ECLI:NL:RBDHA:2025:14849
Rechtbank Den Haag
- Eerste aanleg - enkelvoudig
- Rechtspraak.nl
Beoordeling van de afwijzing van een aanvraag voor studiefinanciering en de toepassing van de hardheidsclausule
In deze uitspraak van de Rechtbank Den Haag op 14 juli 2025, wordt het beroep van eiseres tegen de afwijzing van haar aanvraag om studiefinanciering beoordeeld. Eiseres, woonachtig in Engeland, had haar aanvraag voor studiefinanciering ingediend, maar deze was afgewezen door de minister van Onderwijs, Cultuur en Wetenschap. De afwijzing was gebaseerd op het feit dat eiseres niet voldeed aan de voorwaarden voor studiefinanciering bij een studie in het buitenland, met name dat zij niet voldoende binding met Nederland had en niet rechtmatig in Nederland had gewoond gedurende de vereiste periode.
De rechtbank oordeelt dat het bestreden besluit in strijd is met het zorgvuldigheids- en motiveringsbeginsel, omdat er in de bezwaarfase geen inhoudelijke beoordeling heeft plaatsgevonden. De rechtbank stelt vast dat verweerder ten onrechte artikel 4:6 van de Algemene wet bestuursrecht (Awb) heeft toegepast, aangezien eiseres een nieuwe aanvraag had ingediend met een andere begindatum.
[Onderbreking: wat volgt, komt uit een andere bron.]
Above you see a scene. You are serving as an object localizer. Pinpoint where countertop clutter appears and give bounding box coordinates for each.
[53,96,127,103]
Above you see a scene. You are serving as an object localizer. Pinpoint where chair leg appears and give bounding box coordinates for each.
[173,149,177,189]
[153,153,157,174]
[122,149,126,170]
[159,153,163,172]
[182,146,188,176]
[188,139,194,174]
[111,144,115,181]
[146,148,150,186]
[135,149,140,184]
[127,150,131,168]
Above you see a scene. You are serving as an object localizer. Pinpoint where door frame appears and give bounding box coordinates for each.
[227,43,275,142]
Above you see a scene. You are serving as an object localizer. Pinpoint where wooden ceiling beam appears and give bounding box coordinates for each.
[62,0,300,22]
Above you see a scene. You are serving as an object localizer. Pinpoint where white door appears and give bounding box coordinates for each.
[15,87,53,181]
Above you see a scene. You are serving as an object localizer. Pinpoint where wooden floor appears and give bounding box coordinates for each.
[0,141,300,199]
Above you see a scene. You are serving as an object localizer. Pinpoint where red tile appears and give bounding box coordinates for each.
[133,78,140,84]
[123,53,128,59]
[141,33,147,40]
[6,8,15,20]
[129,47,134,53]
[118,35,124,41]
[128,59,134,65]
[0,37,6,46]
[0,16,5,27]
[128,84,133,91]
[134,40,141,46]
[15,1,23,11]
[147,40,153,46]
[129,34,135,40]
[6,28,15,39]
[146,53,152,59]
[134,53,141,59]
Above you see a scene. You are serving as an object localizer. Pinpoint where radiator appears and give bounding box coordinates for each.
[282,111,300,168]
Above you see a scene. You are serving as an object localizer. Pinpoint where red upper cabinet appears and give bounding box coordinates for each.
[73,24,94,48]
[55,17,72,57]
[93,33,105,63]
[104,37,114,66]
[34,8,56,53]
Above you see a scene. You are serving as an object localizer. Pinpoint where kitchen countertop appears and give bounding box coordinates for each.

Hierdoor is er geen sprake van een herhaalde aanvraag. De rechtbank verklaart het beroep gegrond, maar laat de rechtsgevolgen van het vernietigde besluit in stand, omdat verweerder in zijn verweerschrift een gewijzigde motivering heeft gegeven.
De rechtbank oordeelt verder dat eiseres ten onrechte niet is gehoord in de bezwaarfase, maar dat verweerder daar op grond van de wet niet toe verplicht was. De rechtbank vernietigt het bestreden besluit, maar bepaalt dat de rechtsgevolgen in stand blijven. Eiseres krijgt haar griffierecht vergoed en verweerder wordt veroordeeld in de proceskosten van eiseres, vastgesteld op € 1.814. De uitspraak is openbaar gemaakt en partijen zijn geïnformeerd over de mogelijkheid tot hoger beroep.